As you can see from the photos, there was not much snow around when we went for a little walk the other week, so these have not been tested in real winter conditions yet. But it was the first time on any winter walk that the bottom of the legs of James' breeches have not come undone nor his socks fallen down!

Penny Frocks

My nice niece (called Penny) has her birthday on Christmas Day. A year ago I bought her toys, but the shops were all so segregated into boys things (fun, interactive) and girls things (domestic-ish, pink, useless) that I warned my brother well in advance that next time I would make things, and got measurements of niecey in about October. So, having planned well in advance I managed to fit in making two things even though the wimmin's conference organising was getting a bit of an obsession by then.

First of all the Penny frock. It was a choice between a Simplicity pattern and a New Look Project Runway pattern. I actually bought both patterns and then dithered about which to choose. The Project Runway patterns don't look that appealing to me. Maybe it is because the pictures are always so small on the pattern cover, and they look weirdly "trendy", and unpractical. I decided on the Simplicity and even traced the pattern. Then I compared it to the New Look P.R. pattern and realised that it had a huge amount of ease (about 6") so was going to look rather style-less on a four year old, and that the Project Runway pattern was a lot cuter! So I switched. It turned out to be a lot of fun. These P.R. patterns have lots of optional extras, that are quite easy to add. I made the frock as a sleeveless version from a rather thin cotton, and lined it with a red silk (both from my stash), and then made a silk sash for the waist. I don't know how hard it will wear, but kids clothes only need to last a year, right? I haven't seen a picture of her wearing it yet, but I understand she has done so, so perhaps it fits.

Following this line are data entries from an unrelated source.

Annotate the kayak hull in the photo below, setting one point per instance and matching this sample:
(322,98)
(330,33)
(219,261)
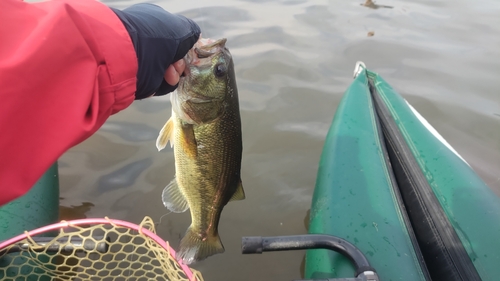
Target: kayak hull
(364,192)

To encourage the inner tomboy in Penny-niece, I also made her a hoodie. The was made from left over sweatshirt fabric. So that's 3 hoodies this piece of fabric has made - one for James, one for Simon and one for Penny! This is the Jalie hooded jacket pattern. I also intend to make this one for myself and I have already bought some windpro fleece from Malden Mills. The pattern was great. It was easy to make (no easing - just stitching pieces together and top stitching), but with lots of pieces and top stitching it looks quite cool (I think). I haven't had any feedback on whether the jacket fits or not (or whether niecey is allowed to be a hoodie-girl!).

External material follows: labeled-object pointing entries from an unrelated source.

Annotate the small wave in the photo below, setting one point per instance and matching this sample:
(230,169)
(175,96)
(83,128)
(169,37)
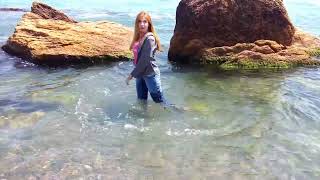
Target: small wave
(133,127)
(191,132)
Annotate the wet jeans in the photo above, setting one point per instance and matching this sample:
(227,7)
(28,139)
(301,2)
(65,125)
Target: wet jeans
(152,84)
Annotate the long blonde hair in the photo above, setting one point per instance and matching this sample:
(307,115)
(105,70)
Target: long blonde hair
(150,29)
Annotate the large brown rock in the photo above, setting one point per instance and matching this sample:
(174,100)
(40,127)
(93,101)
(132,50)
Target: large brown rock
(210,29)
(46,36)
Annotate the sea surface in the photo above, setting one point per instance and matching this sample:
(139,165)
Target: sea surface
(86,123)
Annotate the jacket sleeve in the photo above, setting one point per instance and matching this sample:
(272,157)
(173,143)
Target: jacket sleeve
(145,57)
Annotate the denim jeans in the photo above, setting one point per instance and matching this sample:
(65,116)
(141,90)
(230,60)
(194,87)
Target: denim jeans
(152,84)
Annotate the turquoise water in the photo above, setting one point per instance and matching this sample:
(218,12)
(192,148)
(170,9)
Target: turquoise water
(84,122)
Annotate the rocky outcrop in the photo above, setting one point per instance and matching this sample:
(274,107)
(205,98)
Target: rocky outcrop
(239,33)
(47,36)
(13,9)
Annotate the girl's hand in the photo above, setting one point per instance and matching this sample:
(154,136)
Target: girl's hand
(128,79)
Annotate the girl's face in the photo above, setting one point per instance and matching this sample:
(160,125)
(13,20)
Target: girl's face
(143,25)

A week after posting it all off, I was thinking about how impoverished a present of stuff stitched from spare fabric was, when I spotted a local shop that sells moderately nice kiddiwink clothes. I couldn't believe how expensive they were, for things not as nice (IMO) and certainly in less nice fabric. Kiddies clothes are also fun to make. Not quite as fast as dolly clothes but things like cutting out are much easier, and the clothes come together quite quickly.